OCR and images

parlar · February 8, 2007, 2:45pm

So I’m a relatively new, but very happy, user of DT Pro. Now that I’ve been using it for a bit, I’m starting to notice just how many papers I come across that were originally done in PostScript, and are not searchable after converting to PDF.

So, I’m considering upgrading to Pro Office just for the OCR, to convert these converted PS files into something more useable. My question though, is how does the OCR software handle images in the paper? Does it leave them in place, or remove them? It’d be pretty useless to me if the pictures were gone.

Thanks in advance,
Jay P.

annard · February 8, 2007, 4:29pm

You will get a PDF with the original image and invisible text under the letters that can be selected and are used for our indexing mechanisms. In other words: you loose none of the images. Try it out and you’ll see!

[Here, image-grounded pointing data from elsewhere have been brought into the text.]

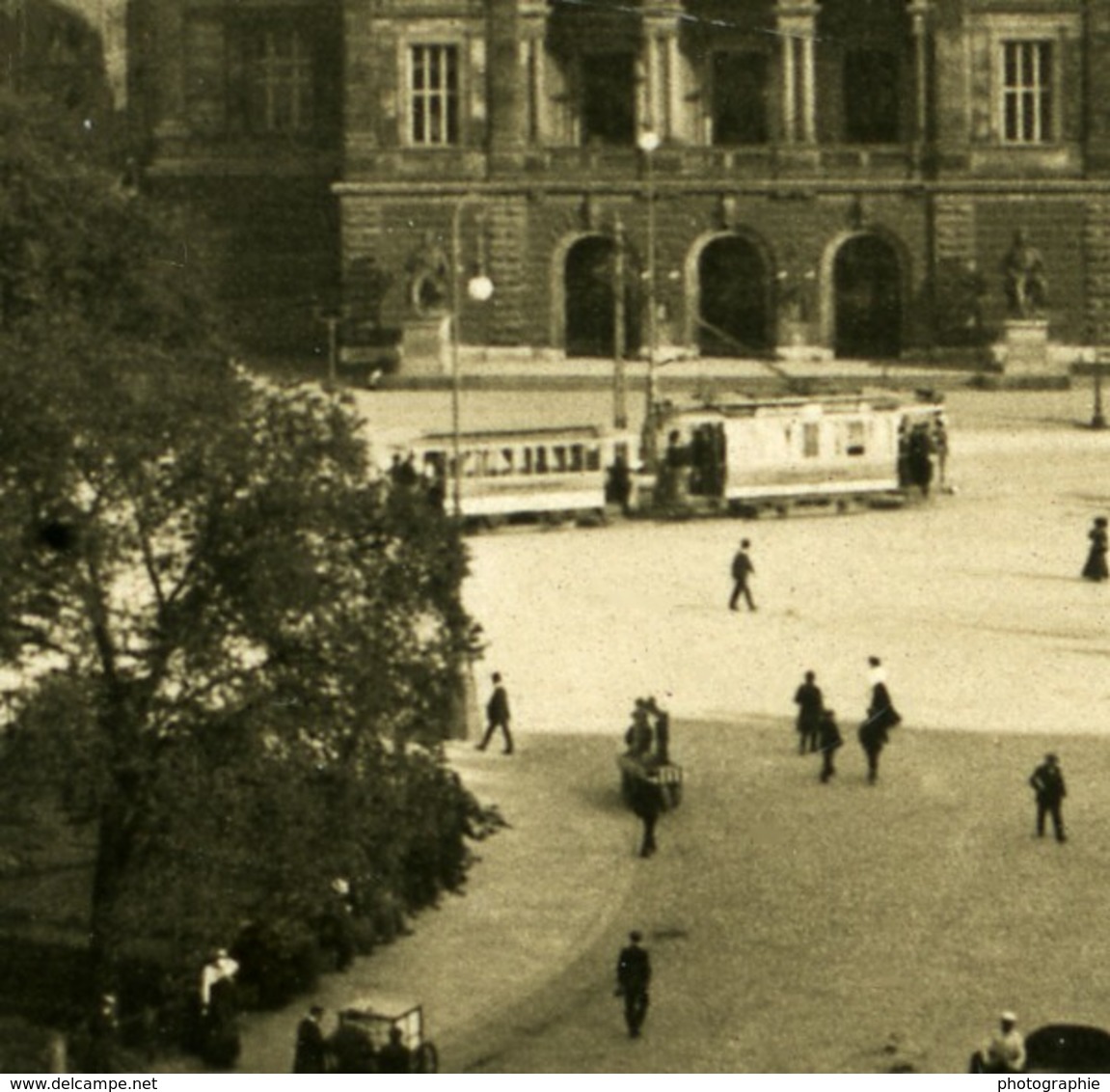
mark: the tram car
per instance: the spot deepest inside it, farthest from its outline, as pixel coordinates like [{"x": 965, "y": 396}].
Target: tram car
[
  {"x": 550, "y": 475},
  {"x": 752, "y": 454}
]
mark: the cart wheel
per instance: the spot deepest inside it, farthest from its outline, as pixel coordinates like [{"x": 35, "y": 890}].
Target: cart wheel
[{"x": 426, "y": 1059}]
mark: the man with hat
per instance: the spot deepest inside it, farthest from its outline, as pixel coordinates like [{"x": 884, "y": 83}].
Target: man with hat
[
  {"x": 634, "y": 976},
  {"x": 310, "y": 1055},
  {"x": 742, "y": 570},
  {"x": 1046, "y": 782},
  {"x": 1005, "y": 1052}
]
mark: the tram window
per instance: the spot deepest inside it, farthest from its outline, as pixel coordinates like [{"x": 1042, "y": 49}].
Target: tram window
[
  {"x": 810, "y": 440},
  {"x": 857, "y": 438}
]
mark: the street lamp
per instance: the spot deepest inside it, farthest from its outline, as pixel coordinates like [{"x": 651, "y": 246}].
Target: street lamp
[
  {"x": 648, "y": 142},
  {"x": 479, "y": 288},
  {"x": 1097, "y": 422}
]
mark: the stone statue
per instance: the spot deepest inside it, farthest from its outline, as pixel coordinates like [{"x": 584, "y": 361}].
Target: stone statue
[
  {"x": 430, "y": 277},
  {"x": 1026, "y": 281}
]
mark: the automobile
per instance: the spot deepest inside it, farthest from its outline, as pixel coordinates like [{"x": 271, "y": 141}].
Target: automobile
[{"x": 377, "y": 1014}]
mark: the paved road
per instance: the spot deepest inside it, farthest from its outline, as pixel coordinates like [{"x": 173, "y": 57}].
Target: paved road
[{"x": 974, "y": 602}]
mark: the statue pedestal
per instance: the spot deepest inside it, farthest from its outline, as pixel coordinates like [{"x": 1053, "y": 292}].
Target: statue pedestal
[
  {"x": 425, "y": 345},
  {"x": 1023, "y": 349}
]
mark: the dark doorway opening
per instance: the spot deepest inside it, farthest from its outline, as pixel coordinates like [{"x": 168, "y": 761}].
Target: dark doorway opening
[
  {"x": 872, "y": 99},
  {"x": 590, "y": 295},
  {"x": 609, "y": 99},
  {"x": 867, "y": 286},
  {"x": 733, "y": 308}
]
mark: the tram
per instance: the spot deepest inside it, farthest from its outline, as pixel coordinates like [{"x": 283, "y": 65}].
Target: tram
[
  {"x": 552, "y": 475},
  {"x": 751, "y": 454}
]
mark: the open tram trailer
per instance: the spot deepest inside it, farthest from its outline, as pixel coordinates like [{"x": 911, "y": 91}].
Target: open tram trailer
[{"x": 554, "y": 474}]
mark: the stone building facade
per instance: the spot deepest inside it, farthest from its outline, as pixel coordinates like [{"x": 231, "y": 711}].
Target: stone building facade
[{"x": 837, "y": 177}]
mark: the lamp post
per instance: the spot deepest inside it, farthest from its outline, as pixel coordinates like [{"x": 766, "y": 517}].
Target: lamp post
[
  {"x": 619, "y": 329},
  {"x": 479, "y": 288},
  {"x": 648, "y": 142},
  {"x": 1097, "y": 420}
]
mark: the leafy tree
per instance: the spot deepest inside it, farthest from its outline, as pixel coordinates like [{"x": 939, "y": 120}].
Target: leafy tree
[{"x": 218, "y": 632}]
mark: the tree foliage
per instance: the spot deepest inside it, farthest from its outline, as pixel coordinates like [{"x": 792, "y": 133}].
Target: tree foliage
[{"x": 218, "y": 630}]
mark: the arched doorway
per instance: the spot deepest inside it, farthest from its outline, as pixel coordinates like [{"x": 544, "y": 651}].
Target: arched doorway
[
  {"x": 734, "y": 314},
  {"x": 867, "y": 298},
  {"x": 589, "y": 278}
]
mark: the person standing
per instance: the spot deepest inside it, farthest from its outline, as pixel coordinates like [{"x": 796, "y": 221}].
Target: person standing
[
  {"x": 634, "y": 977},
  {"x": 810, "y": 703},
  {"x": 743, "y": 570},
  {"x": 1046, "y": 782},
  {"x": 310, "y": 1055},
  {"x": 498, "y": 716},
  {"x": 646, "y": 800},
  {"x": 1005, "y": 1052},
  {"x": 1096, "y": 568},
  {"x": 881, "y": 717},
  {"x": 828, "y": 742},
  {"x": 394, "y": 1056}
]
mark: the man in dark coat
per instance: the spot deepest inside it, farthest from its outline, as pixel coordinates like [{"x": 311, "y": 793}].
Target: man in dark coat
[
  {"x": 498, "y": 716},
  {"x": 828, "y": 742},
  {"x": 1046, "y": 782},
  {"x": 742, "y": 570},
  {"x": 394, "y": 1056},
  {"x": 634, "y": 976},
  {"x": 881, "y": 717},
  {"x": 810, "y": 702},
  {"x": 646, "y": 800},
  {"x": 310, "y": 1055}
]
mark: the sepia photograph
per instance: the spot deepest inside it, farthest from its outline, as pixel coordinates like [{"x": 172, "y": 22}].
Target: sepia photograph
[{"x": 554, "y": 536}]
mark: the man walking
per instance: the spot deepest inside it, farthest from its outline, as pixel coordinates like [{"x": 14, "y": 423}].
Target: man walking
[
  {"x": 1046, "y": 782},
  {"x": 634, "y": 976},
  {"x": 881, "y": 717},
  {"x": 498, "y": 716},
  {"x": 1005, "y": 1052},
  {"x": 311, "y": 1053},
  {"x": 810, "y": 702},
  {"x": 742, "y": 570},
  {"x": 828, "y": 741},
  {"x": 646, "y": 800}
]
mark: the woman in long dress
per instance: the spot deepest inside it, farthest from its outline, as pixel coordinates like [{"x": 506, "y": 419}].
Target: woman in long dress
[{"x": 1096, "y": 568}]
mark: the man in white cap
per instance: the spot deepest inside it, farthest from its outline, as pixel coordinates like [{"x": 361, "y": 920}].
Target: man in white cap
[{"x": 1005, "y": 1052}]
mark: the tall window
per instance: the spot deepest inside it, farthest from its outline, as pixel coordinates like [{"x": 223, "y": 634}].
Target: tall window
[
  {"x": 433, "y": 95},
  {"x": 609, "y": 99},
  {"x": 872, "y": 102},
  {"x": 280, "y": 81},
  {"x": 740, "y": 99},
  {"x": 1027, "y": 93}
]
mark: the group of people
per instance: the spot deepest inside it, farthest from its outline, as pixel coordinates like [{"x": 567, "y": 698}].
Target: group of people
[
  {"x": 348, "y": 1049},
  {"x": 820, "y": 733}
]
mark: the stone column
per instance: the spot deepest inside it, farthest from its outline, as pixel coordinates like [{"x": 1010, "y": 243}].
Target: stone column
[
  {"x": 506, "y": 92},
  {"x": 919, "y": 12},
  {"x": 797, "y": 24},
  {"x": 663, "y": 72}
]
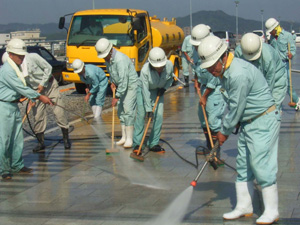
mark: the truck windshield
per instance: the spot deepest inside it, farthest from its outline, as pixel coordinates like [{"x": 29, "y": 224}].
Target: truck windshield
[{"x": 87, "y": 30}]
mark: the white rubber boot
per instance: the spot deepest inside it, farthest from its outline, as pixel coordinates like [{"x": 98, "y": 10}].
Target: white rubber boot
[
  {"x": 129, "y": 135},
  {"x": 94, "y": 109},
  {"x": 98, "y": 112},
  {"x": 270, "y": 198},
  {"x": 123, "y": 138},
  {"x": 244, "y": 193}
]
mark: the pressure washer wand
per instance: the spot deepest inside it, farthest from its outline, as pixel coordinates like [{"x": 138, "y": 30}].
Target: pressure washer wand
[
  {"x": 70, "y": 112},
  {"x": 210, "y": 159},
  {"x": 178, "y": 79}
]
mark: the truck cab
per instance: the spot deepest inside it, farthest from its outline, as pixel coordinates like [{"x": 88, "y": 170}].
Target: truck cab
[{"x": 129, "y": 30}]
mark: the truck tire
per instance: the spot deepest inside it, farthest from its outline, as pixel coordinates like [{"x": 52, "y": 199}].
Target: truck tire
[{"x": 80, "y": 88}]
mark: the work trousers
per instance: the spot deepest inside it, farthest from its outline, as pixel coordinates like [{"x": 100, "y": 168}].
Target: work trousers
[
  {"x": 294, "y": 93},
  {"x": 215, "y": 106},
  {"x": 127, "y": 107},
  {"x": 258, "y": 149},
  {"x": 40, "y": 114},
  {"x": 139, "y": 125},
  {"x": 11, "y": 138},
  {"x": 98, "y": 98}
]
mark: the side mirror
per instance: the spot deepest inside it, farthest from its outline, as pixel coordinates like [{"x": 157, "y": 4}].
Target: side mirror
[
  {"x": 136, "y": 24},
  {"x": 61, "y": 23}
]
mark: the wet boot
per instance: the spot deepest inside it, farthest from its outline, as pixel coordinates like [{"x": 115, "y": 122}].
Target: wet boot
[
  {"x": 220, "y": 162},
  {"x": 123, "y": 138},
  {"x": 202, "y": 150},
  {"x": 129, "y": 135},
  {"x": 186, "y": 80},
  {"x": 40, "y": 146},
  {"x": 244, "y": 193},
  {"x": 270, "y": 198},
  {"x": 66, "y": 139}
]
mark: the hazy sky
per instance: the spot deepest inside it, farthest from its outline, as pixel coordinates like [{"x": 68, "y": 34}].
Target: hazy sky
[{"x": 45, "y": 11}]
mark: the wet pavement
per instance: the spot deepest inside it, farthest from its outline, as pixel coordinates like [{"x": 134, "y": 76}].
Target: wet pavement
[{"x": 84, "y": 185}]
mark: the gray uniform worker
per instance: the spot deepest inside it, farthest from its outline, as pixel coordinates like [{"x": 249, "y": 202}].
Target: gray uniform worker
[
  {"x": 155, "y": 78},
  {"x": 187, "y": 58},
  {"x": 12, "y": 87},
  {"x": 97, "y": 82},
  {"x": 38, "y": 75},
  {"x": 124, "y": 79},
  {"x": 250, "y": 102},
  {"x": 268, "y": 61},
  {"x": 211, "y": 98},
  {"x": 280, "y": 39}
]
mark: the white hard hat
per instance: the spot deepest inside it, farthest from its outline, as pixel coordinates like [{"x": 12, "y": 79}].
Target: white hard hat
[
  {"x": 4, "y": 57},
  {"x": 157, "y": 57},
  {"x": 103, "y": 47},
  {"x": 251, "y": 46},
  {"x": 198, "y": 33},
  {"x": 210, "y": 50},
  {"x": 16, "y": 46},
  {"x": 77, "y": 65},
  {"x": 271, "y": 24}
]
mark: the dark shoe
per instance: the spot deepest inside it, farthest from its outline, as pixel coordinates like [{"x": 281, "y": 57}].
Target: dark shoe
[
  {"x": 136, "y": 149},
  {"x": 200, "y": 150},
  {"x": 66, "y": 139},
  {"x": 157, "y": 149},
  {"x": 186, "y": 80},
  {"x": 7, "y": 176},
  {"x": 40, "y": 146},
  {"x": 25, "y": 170}
]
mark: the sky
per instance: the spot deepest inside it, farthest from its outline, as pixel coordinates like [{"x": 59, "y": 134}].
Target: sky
[{"x": 48, "y": 11}]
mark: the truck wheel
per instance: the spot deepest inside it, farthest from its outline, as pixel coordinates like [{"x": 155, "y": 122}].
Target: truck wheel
[
  {"x": 176, "y": 72},
  {"x": 80, "y": 88}
]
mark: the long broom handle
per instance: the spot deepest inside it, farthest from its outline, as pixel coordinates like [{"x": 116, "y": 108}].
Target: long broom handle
[
  {"x": 24, "y": 118},
  {"x": 290, "y": 72},
  {"x": 113, "y": 122},
  {"x": 148, "y": 124},
  {"x": 206, "y": 122}
]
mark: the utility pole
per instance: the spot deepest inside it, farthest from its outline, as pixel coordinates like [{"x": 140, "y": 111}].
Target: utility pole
[
  {"x": 191, "y": 19},
  {"x": 236, "y": 17}
]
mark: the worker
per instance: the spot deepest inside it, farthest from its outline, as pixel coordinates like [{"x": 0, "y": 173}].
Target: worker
[
  {"x": 155, "y": 78},
  {"x": 251, "y": 104},
  {"x": 211, "y": 97},
  {"x": 97, "y": 82},
  {"x": 12, "y": 88},
  {"x": 38, "y": 75},
  {"x": 187, "y": 58},
  {"x": 280, "y": 39},
  {"x": 268, "y": 61},
  {"x": 123, "y": 79}
]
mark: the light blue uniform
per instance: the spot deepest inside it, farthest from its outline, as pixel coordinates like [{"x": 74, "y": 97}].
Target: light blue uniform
[
  {"x": 149, "y": 82},
  {"x": 248, "y": 97},
  {"x": 188, "y": 48},
  {"x": 124, "y": 76},
  {"x": 11, "y": 134},
  {"x": 272, "y": 67},
  {"x": 40, "y": 73},
  {"x": 281, "y": 45},
  {"x": 96, "y": 78},
  {"x": 215, "y": 104}
]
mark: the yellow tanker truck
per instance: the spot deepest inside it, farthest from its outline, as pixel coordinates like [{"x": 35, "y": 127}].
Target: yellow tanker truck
[{"x": 132, "y": 32}]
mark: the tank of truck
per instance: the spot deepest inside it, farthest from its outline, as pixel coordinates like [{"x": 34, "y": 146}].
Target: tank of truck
[{"x": 166, "y": 34}]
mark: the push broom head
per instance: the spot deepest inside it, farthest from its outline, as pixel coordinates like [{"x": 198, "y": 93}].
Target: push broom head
[
  {"x": 112, "y": 151},
  {"x": 137, "y": 157}
]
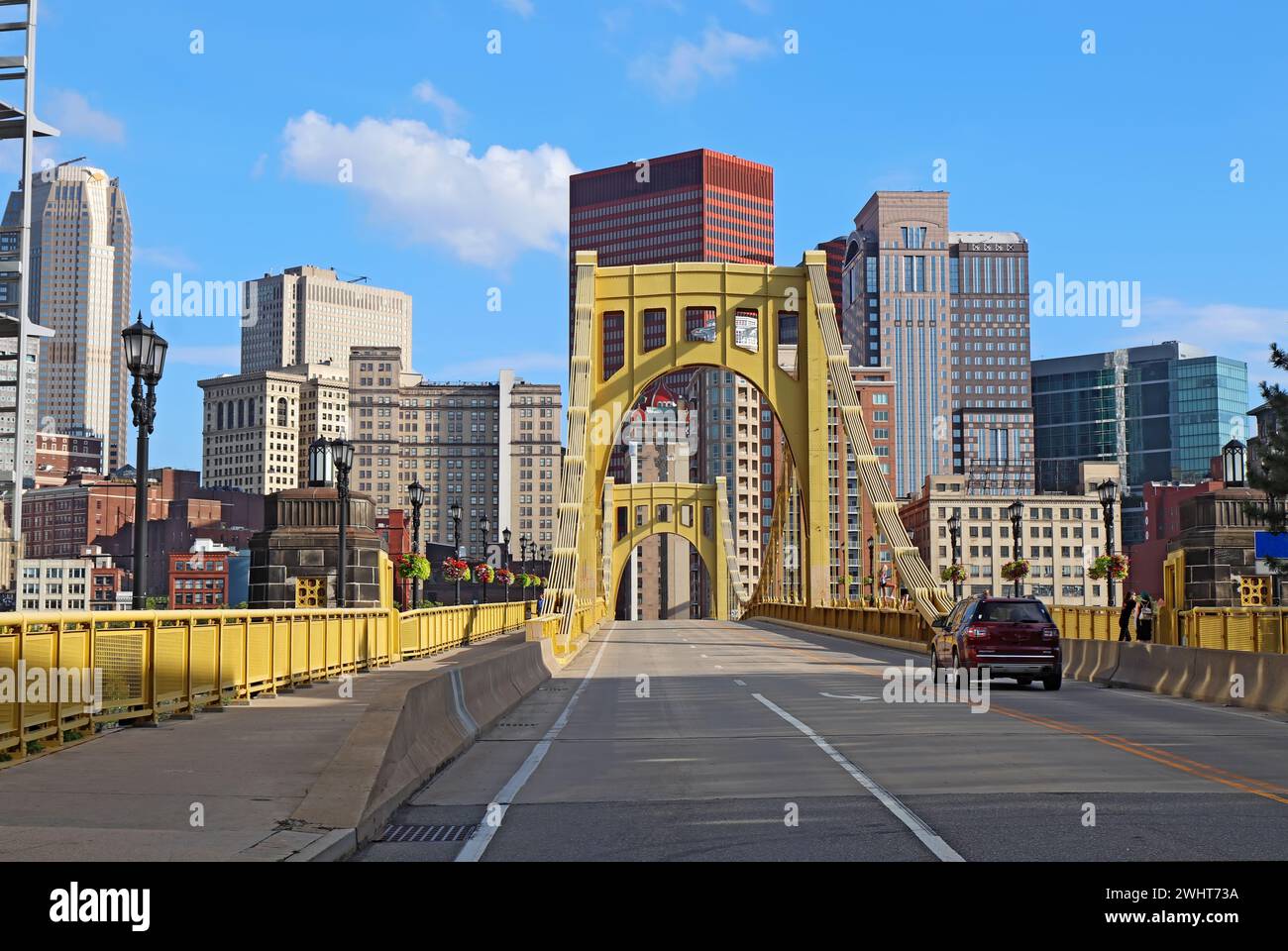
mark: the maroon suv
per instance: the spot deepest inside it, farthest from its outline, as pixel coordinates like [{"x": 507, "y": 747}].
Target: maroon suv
[{"x": 1010, "y": 637}]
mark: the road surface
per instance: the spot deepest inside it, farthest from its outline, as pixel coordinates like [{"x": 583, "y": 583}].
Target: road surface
[{"x": 706, "y": 740}]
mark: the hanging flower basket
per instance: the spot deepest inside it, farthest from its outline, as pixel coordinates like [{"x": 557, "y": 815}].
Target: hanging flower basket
[
  {"x": 1017, "y": 570},
  {"x": 455, "y": 570},
  {"x": 413, "y": 568},
  {"x": 952, "y": 573}
]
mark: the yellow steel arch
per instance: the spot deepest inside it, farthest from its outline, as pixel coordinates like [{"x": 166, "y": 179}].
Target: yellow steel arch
[
  {"x": 639, "y": 510},
  {"x": 635, "y": 324}
]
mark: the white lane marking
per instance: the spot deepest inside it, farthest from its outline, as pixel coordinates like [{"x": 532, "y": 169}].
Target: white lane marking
[
  {"x": 927, "y": 836},
  {"x": 477, "y": 845},
  {"x": 861, "y": 697}
]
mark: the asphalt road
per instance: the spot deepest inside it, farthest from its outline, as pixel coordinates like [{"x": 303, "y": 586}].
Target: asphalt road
[{"x": 703, "y": 740}]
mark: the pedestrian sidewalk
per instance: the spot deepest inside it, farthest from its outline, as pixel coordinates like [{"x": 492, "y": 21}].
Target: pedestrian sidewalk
[{"x": 223, "y": 787}]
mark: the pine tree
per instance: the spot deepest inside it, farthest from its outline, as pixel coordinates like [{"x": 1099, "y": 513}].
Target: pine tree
[{"x": 1270, "y": 474}]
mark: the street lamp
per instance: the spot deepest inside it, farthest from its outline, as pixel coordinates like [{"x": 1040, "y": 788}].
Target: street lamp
[
  {"x": 954, "y": 534},
  {"x": 416, "y": 493},
  {"x": 342, "y": 454},
  {"x": 1234, "y": 464},
  {"x": 505, "y": 560},
  {"x": 454, "y": 510},
  {"x": 145, "y": 359},
  {"x": 1016, "y": 510},
  {"x": 485, "y": 526},
  {"x": 1108, "y": 492},
  {"x": 872, "y": 569}
]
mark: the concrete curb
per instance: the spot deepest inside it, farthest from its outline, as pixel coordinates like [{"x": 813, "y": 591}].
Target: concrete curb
[
  {"x": 408, "y": 735},
  {"x": 336, "y": 844},
  {"x": 879, "y": 639}
]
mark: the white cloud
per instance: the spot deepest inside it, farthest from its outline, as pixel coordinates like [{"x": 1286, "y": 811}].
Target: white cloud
[
  {"x": 487, "y": 368},
  {"x": 524, "y": 8},
  {"x": 219, "y": 356},
  {"x": 163, "y": 258},
  {"x": 75, "y": 118},
  {"x": 678, "y": 73},
  {"x": 446, "y": 105},
  {"x": 485, "y": 209},
  {"x": 1222, "y": 329}
]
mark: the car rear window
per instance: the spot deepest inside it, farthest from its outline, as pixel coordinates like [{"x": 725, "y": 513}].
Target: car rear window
[{"x": 1013, "y": 611}]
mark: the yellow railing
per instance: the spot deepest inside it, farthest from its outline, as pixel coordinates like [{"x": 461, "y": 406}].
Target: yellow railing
[
  {"x": 901, "y": 624},
  {"x": 430, "y": 630},
  {"x": 1261, "y": 629},
  {"x": 163, "y": 663}
]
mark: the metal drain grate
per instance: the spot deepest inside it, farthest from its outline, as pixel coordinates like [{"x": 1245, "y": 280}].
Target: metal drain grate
[{"x": 426, "y": 832}]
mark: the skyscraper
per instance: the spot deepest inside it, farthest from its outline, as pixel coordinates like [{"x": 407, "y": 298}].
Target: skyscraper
[
  {"x": 697, "y": 205},
  {"x": 1159, "y": 412},
  {"x": 949, "y": 313},
  {"x": 81, "y": 248},
  {"x": 493, "y": 448},
  {"x": 307, "y": 315}
]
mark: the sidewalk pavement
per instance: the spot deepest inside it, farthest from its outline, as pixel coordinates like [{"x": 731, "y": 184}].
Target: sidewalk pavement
[{"x": 219, "y": 788}]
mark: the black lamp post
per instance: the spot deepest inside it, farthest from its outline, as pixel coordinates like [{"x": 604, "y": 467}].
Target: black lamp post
[
  {"x": 1108, "y": 492},
  {"x": 342, "y": 454},
  {"x": 954, "y": 534},
  {"x": 416, "y": 493},
  {"x": 485, "y": 526},
  {"x": 145, "y": 359},
  {"x": 505, "y": 560},
  {"x": 1016, "y": 510},
  {"x": 523, "y": 553},
  {"x": 872, "y": 569},
  {"x": 455, "y": 513}
]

parlar · February 8, 2007, 4:41pm

That sounds very cool!

Question then: I have DT Pro installed. If I install the demo version of Pro Office, is it going to “mess up” my DT Pro install? Like add extra scripts that aren’t compatible?

Thanks,
Jay P.

annard · February 8, 2007, 4:58pm

Well, the core application of Pro Office is identical to Pro. So the database will not suffer. It is better to remove Pro temporarily because otherwise scripts and the Services may fight with one another. You can always put it back later. The online help has a detailed listing what is installed where if you change your mind and don’t want to keep Office installed.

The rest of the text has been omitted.